Proceso
Columna Teatro
Elogio del diletantismo
Rodolfo Obregón
Invitado por Ludwik Margules para dialogar con la comunidad de El Foro/Teatro Contemporáneo acerca del proceso de creación de El veneno que duerme, Ricardo Díaz platicaba divertido una pequeña anécdota: al término de la representación, un colega practicante del teatro le preguntó si la escena que se desarrolla al ritmo de una pieza de Lou Reed (para mí, un “sueño” producto de un arponazo) había sido “coreografiada” por Marco Antonio Silva.
La ingenua pregunta resulta altamente ilustrativa del estado de nuestro teatro pues revela, en el observador, un esquema mental que le impide distinguir la profunda organicidad de la escena, su singularidad, su perfecto maridaje con el resto de la realización.

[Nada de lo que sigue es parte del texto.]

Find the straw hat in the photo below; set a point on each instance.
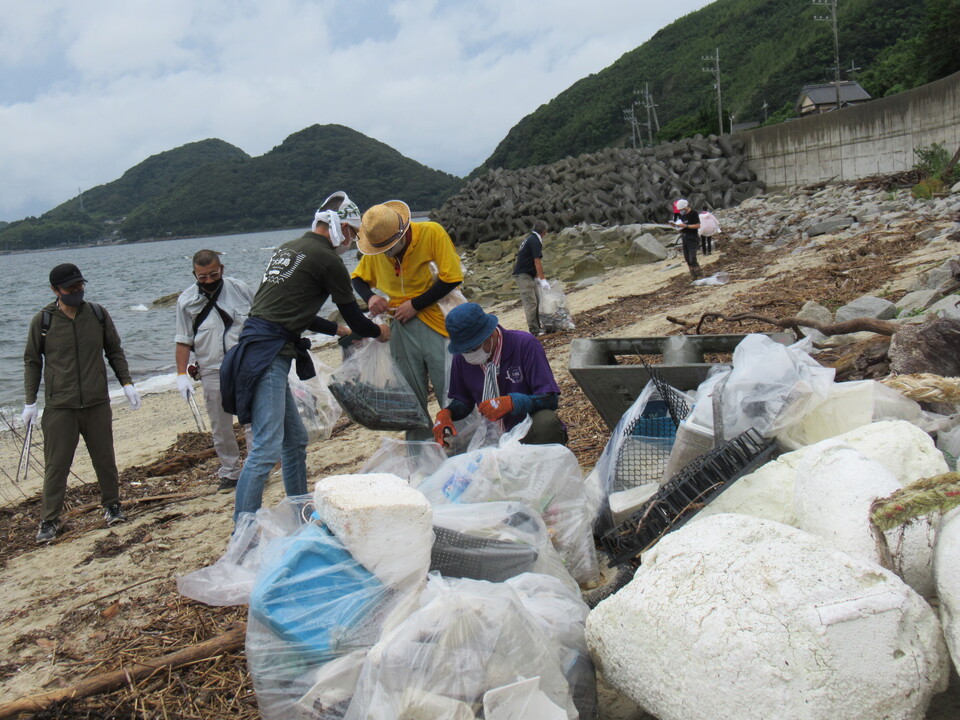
(382, 227)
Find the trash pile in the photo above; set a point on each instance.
(768, 587)
(373, 392)
(458, 598)
(759, 585)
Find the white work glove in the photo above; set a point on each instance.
(133, 397)
(30, 413)
(185, 386)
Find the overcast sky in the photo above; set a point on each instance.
(89, 88)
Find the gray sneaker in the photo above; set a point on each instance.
(113, 514)
(48, 531)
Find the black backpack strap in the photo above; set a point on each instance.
(47, 317)
(208, 308)
(44, 329)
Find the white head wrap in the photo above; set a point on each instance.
(332, 220)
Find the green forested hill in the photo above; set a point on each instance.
(769, 49)
(212, 187)
(285, 186)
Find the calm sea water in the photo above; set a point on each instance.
(125, 279)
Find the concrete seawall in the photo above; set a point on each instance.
(877, 137)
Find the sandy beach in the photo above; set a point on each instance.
(57, 613)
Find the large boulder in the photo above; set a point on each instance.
(831, 224)
(917, 300)
(739, 618)
(490, 251)
(903, 449)
(946, 308)
(947, 571)
(933, 347)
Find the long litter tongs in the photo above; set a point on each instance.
(198, 418)
(25, 454)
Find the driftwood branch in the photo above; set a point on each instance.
(88, 507)
(881, 327)
(107, 682)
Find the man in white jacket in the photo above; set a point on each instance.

Ya lo dijo Norman Mailer, “...al poco tiempo, el estilo con que trabajas es la forma en que percibes”. Y las coreografías para el teatro de Marco Antonio Silva, independientemente de su calidad, forman parte de un estilo, de una forma de producción, de una teatralidad prefabricada, que se impone como la estética dominante (alguien podría estudiar la responsabilidad que en dicha estética tienen los escenógrafos, empeñados en hacer lucir los dineros del productor, sean públicos o privados, así sea en detrimento de la eficacia narrativa o llevándose entre las patas a los actores que decoran sus espacios).
Por ello, no ha de extrañar la falta de comprensión del gremio hacia un trabajo como el de Ricardo Díaz (lleno de público “público” y más difundido entre gente relacionada con las artes visuales) que evidencia el anquilosamiento de la maquinaria teatral. No es la primera vez. Roni Unger (Proceso 1266) ha señalado que en el famoso encuentro, ¿Qué pasa con el Teatro en México? (Organización Editorial Novaro, 1967), nadie menciona siquiera la revivificadora irrupción, años antes, de Poesía en Voz Alta.
Y sin embargo, ese grupo de diletantes había estado ahí para desafiar los modos tradicionales y la miopía del teatro profesional tal y como, veinticinco años atrás, lo había hecho otro grupo de exquisitos aficionados reunidos alrededor del Teatro de Ulises y, posteriormente, del Teatro de Orientación.
En ambos casos, llama la atención el peso de actualidad, la sincronía de intención con los grandes renovadores del teatro internacional. De hecho, la lectura del libro de Luis Mario Schneider, Fragua y gesta del teatro experimental en México (UNAM/Ediciones El Equilibrista, 1995), revela una asombrosa modernidad de pensamiento y una lucidez envidiable en esos advenedizos que dieron una primera sacudida a los ufanos profesionales de las tablas.
Basten como ejemplos la aparente polémica entre Celestino Gorostiza y Julio Bracho o la clara lectura que el primero hace, en 1933, de las profecías formuladas un año antes por Antonin Artaud y que no se difundirían en Inglaterra sino ¡veinte años después! (Por lo demás, y como es bien sabido, a raíz de su primera visita a México, en 1936, Xavier Villaurrutia tradujo algunos de sus poemas.)
Desde luego, y como sucedió a tantos otros renovadores europeos, el teatro mexicano no estaba listo para semejantes innovaciones. Nótese que las ideas de la vanguardia europea (Reinhardt, Craig, Piscator, Dullin, Jouvet y Baty, entre otros) se difundían en un medio que habría de aguardar una década más a la llegada de un japonés que introdujera el realismo stanislavskiano.
Pero lo que estos movimientos tenían en común con sus modelos extranjeros y que sería también un punto medular en el trabajo de Seki Sano, era la profunda convicción de que no existe renovación estética alguna que no pase por una renovación ética. La distancia que su posición de “aficionados” habría de otorgarles, les permitía ver la desgracia de los profesionales “en quienes –la cita la hace Gorostiza– la vanidad ya no es siquiera otra cosa que el gesto convencional de ‘un oficio al que no aman porque les basta vivir de él’”.